Abstract
Structural variant (SV) detection in human genomes using short-read sequencing data is hindered by false positives, arising from sequencing and mapping artifacts that mimic genuine SV signals. Despite advances, state-of-the-art SV callers like GRIDSS and Manta exhibit trade-offs between precision and recall, with GRIDSS offering the highest precision and Manta excelling in recall. To address these limitations, we introduce sv-channels, a novel deep learning model designed to improve the precision of SV detection by leveraging read information at call sites.

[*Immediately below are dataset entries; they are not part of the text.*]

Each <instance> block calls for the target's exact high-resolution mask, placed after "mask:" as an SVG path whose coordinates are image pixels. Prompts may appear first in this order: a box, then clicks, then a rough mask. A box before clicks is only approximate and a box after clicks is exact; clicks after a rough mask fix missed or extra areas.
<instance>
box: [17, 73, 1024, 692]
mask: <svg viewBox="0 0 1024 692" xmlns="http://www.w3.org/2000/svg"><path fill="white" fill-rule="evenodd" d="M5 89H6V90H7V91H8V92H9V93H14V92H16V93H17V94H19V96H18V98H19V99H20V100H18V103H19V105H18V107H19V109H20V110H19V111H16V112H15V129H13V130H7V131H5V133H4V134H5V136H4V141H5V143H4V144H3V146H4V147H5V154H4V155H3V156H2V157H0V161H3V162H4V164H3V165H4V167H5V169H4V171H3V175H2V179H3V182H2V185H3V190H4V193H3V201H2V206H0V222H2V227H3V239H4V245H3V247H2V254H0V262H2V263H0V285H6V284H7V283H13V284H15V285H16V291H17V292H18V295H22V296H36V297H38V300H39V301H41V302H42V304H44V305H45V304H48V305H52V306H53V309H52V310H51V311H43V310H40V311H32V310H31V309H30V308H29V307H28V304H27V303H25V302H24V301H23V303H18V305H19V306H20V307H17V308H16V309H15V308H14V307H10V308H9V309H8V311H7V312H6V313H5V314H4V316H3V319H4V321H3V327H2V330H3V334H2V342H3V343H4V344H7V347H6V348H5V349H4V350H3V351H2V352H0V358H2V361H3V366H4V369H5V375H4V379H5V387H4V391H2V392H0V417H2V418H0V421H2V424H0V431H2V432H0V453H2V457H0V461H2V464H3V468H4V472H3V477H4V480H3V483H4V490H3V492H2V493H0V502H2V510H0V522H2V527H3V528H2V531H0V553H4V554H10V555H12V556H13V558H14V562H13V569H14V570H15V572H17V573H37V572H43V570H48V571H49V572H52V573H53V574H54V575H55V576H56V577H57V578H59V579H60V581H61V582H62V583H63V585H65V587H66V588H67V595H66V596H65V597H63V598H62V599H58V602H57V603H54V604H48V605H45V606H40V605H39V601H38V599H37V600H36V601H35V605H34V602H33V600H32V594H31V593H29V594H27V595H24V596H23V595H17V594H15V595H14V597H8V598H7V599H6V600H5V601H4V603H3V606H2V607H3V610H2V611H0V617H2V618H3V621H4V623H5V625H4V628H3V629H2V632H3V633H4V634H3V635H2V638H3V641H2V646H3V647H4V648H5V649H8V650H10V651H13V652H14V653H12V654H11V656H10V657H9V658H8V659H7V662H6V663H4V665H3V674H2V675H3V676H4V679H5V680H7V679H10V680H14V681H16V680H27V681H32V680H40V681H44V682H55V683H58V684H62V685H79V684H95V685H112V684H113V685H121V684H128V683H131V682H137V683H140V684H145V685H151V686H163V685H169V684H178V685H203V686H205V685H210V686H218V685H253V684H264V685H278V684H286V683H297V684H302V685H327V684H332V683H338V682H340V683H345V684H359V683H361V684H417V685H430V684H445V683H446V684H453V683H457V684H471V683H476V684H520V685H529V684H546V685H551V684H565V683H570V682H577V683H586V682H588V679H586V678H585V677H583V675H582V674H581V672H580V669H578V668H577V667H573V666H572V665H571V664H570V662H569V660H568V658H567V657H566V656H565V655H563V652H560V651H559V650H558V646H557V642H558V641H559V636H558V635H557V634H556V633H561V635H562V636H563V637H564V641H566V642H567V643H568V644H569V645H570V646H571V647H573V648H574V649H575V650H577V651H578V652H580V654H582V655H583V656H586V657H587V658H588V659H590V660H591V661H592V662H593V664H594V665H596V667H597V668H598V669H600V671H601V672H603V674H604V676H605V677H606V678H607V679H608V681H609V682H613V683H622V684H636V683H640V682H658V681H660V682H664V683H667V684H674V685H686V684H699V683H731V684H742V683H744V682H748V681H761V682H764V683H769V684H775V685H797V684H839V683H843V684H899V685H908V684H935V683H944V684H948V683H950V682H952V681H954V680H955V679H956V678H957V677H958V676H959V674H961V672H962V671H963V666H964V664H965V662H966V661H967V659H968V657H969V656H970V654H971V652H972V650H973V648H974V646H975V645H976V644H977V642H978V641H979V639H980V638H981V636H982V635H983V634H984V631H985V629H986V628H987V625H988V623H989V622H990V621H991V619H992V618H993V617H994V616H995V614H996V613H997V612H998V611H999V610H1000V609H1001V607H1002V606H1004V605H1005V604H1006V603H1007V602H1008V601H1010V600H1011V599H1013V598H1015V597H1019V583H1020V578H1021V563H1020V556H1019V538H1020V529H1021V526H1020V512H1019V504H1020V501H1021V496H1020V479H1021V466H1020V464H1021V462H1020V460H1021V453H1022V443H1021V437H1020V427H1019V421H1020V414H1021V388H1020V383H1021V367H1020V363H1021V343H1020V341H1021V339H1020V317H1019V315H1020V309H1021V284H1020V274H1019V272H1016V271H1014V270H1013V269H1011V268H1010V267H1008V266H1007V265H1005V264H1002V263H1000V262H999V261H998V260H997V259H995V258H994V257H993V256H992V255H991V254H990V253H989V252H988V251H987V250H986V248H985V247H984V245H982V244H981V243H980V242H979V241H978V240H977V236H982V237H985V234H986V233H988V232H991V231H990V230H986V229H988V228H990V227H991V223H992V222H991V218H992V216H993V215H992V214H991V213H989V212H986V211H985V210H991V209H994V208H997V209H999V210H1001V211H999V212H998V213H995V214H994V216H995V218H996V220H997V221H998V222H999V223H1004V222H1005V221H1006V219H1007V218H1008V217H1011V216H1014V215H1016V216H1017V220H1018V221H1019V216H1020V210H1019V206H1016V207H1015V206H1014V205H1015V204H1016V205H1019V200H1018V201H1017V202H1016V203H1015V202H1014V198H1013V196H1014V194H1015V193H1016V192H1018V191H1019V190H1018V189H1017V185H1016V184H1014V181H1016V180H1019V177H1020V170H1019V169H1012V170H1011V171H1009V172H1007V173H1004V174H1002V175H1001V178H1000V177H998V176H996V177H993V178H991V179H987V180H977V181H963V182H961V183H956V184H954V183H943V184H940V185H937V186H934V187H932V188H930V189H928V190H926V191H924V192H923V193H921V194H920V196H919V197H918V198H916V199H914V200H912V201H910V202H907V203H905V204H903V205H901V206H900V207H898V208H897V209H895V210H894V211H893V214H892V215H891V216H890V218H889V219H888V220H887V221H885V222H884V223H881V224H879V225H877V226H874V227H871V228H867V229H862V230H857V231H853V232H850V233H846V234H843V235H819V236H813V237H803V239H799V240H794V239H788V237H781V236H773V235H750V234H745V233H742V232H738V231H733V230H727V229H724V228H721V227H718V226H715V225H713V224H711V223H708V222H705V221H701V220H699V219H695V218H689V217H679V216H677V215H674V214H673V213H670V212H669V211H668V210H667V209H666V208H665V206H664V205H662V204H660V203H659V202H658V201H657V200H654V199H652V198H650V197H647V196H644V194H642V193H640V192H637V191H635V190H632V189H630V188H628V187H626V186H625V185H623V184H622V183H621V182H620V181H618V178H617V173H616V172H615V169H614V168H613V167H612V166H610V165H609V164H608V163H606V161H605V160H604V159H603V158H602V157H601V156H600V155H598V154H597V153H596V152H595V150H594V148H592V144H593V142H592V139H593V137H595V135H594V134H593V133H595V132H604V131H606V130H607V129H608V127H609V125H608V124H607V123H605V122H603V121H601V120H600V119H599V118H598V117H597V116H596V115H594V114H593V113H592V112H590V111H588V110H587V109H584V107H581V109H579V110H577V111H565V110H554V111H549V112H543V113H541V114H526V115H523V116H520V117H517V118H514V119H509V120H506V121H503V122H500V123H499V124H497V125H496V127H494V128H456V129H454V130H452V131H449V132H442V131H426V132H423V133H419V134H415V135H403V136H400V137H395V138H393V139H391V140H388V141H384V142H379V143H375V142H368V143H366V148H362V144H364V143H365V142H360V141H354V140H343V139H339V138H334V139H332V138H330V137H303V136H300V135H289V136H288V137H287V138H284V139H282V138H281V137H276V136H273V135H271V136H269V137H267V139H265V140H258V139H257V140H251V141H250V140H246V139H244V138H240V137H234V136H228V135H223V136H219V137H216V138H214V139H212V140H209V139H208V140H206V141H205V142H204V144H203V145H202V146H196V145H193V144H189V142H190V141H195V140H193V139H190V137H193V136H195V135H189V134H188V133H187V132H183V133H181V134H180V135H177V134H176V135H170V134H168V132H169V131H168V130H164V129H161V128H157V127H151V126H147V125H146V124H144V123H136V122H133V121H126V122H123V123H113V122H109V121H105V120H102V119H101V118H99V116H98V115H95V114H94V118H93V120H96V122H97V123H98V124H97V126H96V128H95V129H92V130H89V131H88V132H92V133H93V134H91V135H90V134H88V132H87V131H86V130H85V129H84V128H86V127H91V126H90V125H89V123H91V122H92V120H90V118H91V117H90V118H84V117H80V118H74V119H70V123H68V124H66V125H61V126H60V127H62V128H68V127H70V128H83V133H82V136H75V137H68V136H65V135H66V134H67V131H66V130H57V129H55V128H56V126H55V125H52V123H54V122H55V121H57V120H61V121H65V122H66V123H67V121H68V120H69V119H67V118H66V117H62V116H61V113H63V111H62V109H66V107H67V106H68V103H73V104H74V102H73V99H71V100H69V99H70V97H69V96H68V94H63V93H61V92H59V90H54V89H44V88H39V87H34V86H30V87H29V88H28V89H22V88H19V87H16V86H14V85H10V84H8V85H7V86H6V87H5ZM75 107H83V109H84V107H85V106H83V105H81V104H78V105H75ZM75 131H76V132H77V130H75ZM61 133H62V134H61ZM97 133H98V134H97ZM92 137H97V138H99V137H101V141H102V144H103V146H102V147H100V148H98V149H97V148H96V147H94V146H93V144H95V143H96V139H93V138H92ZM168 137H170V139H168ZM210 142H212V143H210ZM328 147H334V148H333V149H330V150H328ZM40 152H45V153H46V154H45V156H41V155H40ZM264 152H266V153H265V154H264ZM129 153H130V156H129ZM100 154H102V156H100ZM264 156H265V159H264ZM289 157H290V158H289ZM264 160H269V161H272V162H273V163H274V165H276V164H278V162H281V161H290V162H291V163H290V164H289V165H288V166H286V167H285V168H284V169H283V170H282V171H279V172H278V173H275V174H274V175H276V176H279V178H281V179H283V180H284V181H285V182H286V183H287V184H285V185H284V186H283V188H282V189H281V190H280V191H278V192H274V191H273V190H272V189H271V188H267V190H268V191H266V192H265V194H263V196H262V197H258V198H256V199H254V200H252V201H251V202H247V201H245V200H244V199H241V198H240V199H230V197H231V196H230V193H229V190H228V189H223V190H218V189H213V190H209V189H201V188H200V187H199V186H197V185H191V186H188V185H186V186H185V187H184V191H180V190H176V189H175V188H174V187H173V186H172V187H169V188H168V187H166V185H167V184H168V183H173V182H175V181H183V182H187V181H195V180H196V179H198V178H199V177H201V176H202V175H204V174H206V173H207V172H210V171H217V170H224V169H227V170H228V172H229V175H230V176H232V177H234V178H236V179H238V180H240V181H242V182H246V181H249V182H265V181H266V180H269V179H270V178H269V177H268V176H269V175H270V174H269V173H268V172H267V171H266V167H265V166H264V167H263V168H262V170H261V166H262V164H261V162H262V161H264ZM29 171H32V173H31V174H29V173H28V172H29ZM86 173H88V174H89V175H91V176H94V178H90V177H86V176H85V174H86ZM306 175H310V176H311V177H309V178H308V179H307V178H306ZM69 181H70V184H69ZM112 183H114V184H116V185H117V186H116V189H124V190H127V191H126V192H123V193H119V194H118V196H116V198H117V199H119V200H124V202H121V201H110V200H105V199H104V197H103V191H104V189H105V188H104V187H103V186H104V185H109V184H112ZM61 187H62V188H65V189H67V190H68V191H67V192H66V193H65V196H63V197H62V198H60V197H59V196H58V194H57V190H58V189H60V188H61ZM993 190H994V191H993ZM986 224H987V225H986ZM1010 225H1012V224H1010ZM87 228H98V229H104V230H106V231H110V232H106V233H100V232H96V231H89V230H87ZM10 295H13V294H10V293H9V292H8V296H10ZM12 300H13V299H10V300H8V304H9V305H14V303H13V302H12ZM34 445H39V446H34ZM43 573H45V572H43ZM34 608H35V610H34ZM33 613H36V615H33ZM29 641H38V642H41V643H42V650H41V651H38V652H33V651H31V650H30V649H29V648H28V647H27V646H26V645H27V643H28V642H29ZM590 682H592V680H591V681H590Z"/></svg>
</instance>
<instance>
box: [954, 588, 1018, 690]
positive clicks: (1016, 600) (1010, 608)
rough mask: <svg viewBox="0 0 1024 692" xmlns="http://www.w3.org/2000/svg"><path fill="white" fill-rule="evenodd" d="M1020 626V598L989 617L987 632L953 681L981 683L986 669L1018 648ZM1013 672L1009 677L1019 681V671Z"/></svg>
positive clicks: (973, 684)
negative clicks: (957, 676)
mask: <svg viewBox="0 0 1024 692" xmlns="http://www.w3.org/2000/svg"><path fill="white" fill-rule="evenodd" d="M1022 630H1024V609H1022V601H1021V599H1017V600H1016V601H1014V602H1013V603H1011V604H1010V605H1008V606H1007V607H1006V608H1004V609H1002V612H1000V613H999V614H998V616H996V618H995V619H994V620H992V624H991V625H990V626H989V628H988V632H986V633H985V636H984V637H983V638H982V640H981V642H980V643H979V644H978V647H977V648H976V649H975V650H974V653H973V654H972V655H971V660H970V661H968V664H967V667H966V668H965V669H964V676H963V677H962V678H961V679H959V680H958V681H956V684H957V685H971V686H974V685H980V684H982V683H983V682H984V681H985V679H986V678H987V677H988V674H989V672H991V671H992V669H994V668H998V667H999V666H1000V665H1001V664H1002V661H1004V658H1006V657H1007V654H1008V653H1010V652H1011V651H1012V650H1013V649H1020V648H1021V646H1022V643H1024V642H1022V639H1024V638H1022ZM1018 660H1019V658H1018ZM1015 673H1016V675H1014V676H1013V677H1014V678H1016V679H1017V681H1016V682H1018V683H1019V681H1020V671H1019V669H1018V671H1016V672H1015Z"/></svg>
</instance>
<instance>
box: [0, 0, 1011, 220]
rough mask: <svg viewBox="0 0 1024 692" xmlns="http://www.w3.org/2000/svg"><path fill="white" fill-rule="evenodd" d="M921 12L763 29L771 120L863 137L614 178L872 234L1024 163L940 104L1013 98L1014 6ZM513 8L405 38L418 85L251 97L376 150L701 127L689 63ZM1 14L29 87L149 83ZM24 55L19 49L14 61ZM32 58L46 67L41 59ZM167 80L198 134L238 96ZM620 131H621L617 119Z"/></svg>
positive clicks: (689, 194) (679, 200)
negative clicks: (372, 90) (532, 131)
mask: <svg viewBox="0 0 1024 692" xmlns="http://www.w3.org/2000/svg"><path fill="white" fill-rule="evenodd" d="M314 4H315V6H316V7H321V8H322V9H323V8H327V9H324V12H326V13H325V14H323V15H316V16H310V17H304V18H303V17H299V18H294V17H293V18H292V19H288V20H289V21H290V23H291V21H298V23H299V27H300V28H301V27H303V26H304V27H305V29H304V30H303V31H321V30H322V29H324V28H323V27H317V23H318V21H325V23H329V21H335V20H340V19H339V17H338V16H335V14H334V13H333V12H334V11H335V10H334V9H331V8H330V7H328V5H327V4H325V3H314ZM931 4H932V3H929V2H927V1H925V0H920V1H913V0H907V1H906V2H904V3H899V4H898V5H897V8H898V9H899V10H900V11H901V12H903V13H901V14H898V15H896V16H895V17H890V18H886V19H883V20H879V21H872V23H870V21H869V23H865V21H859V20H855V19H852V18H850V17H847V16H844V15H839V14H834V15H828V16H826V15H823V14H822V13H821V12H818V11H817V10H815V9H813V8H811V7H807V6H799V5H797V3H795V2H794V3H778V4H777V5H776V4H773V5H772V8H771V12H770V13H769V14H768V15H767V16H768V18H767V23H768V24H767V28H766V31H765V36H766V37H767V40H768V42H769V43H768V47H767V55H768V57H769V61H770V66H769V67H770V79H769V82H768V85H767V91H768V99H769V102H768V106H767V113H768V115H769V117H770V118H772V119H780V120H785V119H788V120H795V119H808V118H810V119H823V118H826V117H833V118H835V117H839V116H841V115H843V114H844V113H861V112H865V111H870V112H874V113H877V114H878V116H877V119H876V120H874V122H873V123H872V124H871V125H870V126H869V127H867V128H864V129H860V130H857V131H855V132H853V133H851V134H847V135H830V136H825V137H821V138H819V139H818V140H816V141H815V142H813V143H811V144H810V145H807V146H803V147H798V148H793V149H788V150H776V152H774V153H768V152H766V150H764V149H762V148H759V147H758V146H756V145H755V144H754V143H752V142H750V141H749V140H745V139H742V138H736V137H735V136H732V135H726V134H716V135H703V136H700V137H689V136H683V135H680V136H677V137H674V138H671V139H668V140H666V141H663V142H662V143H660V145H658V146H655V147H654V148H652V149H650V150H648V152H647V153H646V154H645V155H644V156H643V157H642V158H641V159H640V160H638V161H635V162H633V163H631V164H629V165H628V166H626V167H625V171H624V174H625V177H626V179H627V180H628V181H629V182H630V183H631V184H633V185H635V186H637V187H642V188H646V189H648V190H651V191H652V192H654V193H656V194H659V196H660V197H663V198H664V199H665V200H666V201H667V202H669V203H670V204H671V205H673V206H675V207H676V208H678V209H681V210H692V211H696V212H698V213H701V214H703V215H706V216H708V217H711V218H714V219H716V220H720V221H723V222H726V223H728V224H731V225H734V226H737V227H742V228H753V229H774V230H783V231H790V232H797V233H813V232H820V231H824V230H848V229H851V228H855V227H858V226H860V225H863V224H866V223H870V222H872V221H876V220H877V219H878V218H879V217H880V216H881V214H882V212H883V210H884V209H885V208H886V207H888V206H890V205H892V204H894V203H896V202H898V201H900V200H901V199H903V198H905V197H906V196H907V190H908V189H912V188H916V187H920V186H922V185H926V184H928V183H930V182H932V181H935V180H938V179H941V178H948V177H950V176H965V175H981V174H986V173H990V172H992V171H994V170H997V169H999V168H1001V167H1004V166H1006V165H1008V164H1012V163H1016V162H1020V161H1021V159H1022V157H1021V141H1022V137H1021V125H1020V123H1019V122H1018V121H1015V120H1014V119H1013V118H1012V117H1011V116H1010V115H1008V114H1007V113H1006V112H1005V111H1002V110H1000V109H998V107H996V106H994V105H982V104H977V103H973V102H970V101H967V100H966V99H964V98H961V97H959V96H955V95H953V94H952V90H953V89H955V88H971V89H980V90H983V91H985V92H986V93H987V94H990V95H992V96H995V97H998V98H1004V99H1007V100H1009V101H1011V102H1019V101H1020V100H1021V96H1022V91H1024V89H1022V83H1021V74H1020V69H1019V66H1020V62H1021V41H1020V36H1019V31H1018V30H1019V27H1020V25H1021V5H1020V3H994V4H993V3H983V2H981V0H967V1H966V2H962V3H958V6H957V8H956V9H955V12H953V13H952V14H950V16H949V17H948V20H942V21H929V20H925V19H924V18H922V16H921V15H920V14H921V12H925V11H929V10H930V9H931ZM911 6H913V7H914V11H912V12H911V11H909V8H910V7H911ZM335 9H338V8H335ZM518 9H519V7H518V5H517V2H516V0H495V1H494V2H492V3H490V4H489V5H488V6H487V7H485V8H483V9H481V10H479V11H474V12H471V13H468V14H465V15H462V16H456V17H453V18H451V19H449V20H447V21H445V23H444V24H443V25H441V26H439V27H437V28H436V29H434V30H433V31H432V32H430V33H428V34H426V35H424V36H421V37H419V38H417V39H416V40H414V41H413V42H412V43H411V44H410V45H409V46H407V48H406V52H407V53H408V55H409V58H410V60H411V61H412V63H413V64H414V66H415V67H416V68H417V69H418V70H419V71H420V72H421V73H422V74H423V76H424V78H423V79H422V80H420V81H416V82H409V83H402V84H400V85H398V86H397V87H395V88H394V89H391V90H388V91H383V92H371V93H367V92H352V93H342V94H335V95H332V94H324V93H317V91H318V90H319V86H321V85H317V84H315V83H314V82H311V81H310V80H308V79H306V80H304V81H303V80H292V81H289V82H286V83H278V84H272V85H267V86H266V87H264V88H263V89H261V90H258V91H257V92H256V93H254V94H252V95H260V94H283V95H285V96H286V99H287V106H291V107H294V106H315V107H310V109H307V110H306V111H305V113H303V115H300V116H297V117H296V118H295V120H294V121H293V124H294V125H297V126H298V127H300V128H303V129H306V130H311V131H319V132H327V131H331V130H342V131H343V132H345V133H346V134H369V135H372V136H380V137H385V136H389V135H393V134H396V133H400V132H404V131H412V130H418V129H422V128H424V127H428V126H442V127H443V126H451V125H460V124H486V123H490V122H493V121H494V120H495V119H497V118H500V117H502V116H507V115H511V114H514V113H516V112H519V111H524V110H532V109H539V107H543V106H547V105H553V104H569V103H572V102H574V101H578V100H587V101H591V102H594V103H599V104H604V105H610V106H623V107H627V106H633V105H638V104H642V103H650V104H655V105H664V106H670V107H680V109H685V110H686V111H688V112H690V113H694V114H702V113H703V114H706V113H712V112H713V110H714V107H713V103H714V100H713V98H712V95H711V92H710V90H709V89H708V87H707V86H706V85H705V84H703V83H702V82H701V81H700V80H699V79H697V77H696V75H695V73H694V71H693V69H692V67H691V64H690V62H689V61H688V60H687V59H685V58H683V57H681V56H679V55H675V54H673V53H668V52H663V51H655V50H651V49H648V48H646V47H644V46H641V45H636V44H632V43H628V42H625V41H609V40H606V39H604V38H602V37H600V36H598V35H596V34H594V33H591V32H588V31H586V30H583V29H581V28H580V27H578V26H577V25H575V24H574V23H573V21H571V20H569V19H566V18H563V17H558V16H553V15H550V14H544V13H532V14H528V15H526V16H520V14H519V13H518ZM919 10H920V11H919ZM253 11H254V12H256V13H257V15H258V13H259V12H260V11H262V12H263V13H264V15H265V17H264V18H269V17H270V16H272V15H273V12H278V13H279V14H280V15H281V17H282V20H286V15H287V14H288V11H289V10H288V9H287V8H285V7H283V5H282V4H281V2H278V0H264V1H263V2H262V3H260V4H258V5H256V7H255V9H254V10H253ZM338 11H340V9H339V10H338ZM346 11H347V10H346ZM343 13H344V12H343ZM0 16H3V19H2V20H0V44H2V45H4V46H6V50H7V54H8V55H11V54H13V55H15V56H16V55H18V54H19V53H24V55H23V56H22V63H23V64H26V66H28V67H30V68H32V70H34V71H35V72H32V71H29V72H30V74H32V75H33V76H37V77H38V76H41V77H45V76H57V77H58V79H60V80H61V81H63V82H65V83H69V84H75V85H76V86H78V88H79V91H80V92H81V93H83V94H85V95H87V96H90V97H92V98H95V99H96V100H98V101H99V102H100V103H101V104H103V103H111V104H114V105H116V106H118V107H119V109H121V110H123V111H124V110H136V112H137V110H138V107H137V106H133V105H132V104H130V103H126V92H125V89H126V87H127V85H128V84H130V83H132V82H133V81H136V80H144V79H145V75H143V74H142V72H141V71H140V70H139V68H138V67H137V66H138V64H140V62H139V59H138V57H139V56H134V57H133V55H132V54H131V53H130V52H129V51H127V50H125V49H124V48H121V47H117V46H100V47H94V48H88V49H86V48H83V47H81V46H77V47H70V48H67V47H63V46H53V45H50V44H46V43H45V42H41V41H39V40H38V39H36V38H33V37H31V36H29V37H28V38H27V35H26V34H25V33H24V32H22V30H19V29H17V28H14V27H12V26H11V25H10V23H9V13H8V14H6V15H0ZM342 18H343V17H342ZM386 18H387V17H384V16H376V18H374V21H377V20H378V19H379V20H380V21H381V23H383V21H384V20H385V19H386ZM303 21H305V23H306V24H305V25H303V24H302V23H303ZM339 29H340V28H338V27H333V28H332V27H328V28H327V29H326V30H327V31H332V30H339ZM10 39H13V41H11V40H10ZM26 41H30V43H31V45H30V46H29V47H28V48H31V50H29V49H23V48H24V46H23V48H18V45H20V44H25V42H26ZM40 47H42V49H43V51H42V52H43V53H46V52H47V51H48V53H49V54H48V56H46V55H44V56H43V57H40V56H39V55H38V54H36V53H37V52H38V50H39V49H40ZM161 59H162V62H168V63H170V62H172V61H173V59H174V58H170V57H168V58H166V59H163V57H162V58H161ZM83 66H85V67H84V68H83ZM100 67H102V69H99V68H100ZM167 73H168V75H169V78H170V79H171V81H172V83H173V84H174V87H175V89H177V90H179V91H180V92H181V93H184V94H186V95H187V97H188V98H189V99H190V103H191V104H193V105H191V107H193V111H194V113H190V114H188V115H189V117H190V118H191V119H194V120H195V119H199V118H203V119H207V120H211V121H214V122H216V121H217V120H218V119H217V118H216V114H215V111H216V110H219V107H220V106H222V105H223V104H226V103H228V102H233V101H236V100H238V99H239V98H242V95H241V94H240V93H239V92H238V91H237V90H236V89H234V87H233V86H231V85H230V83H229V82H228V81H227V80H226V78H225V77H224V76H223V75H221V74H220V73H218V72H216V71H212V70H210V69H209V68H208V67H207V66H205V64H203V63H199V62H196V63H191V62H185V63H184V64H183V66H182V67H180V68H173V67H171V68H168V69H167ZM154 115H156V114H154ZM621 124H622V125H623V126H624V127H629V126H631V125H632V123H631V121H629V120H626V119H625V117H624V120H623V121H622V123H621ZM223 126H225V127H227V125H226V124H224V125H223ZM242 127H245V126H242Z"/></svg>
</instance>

Our method effectively reduces false positives in Manta’s deletion callsets, achieving precision that surpasses GRIDSS while maintaining a recall rate comparable to Manta. This represents a significant improvement in SV detection, leveraging Manta’s high recall through deep learning and paving the way for more accurate genomic analyses. The sv-channels codebase is openly accessible on GitHub at https://github.com/GooglingTheCancerGenome/sv-channels enabling further research and application in the field.
Competing Interest Statement
J.d.R and W.P.K are co-founders and directors of Cyclomics, a genomics company, they declare no competing interests. L.S is an employer of JSR Life Sciences, he declares no competing interests. S.G, A.K, B.S.P, C.S, S.M, L.R declare no competing interests.